7 Years in WordPress development teaches you a lot of things about WP & its working. However, what’s the way to prove it that one know more than every other random person out there, who claims to know WordPress & titles themselves as Expert or Guru? The sad part is none.
When almost every other organization like Adobe, Microsoft, Cisco, RedHat, SalesForce, Apple etc. offers a certification or an official course, I see Automattic or WordPress foundation are not taking any step towards the same, when it comes to certifying developers as WordPress certified developers. Coming to web platforms, Magento has it’s own certification program however similar to WordPress, Drupal doesn’t, for which Dries (Founder of Acquia & Project lead of Drupal) has given some reasons as to why he wouldn’t want Acquia to come up with its own Drupal’s certification either. Probably, Matt also shares similar thoughts or has his own views towards this subject.
At 10th anniversary of WordPress, Automattic & WordPress foundation happily announced that the WordPress is currently powering close to 18.9% of the web. This number proves that there is a huge economy in WordPress community and more jobs are opening up for WordPress developers. Unfortunately, there is no way to confirm if the “so called WordPress expert” is a real expert or someone who has just played around with WordPress for a month, installed it locally about 10 times or someone who truly makes a living out of it & doing every bit to enhance their skills as a WordPress Developer.
In my experience, I’ve worked with companies directly who need some WordPress solution, digital agencies who have outsourced work to me, developers who are stuck with something, freelancers who are suffering because they bought a theme from ThemeForest. Majority of them are suffering because of poor or lack of “WordPress coding standards“. I see “expert” theme companies making blunders while developing themes in which they happily include different versions of jQuery more than twice in front-end.
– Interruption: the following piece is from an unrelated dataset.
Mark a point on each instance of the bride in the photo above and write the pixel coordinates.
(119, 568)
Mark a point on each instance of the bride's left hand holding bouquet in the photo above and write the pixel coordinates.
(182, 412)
For these reasons, I see companies spending more money on support rather than the development of the whole solution. Isn’t that a reason enough to come up with a certification to help differentiate the good developers with the bad ones? Isn’t there a need to give organizations a chance to breathe easy when it comes to hiring WordPress developers? Hopefully, we’ll have some sort of certification in near future, till then I wish companies good luck in finding great talent out of the plethora of “WordPress Experts“!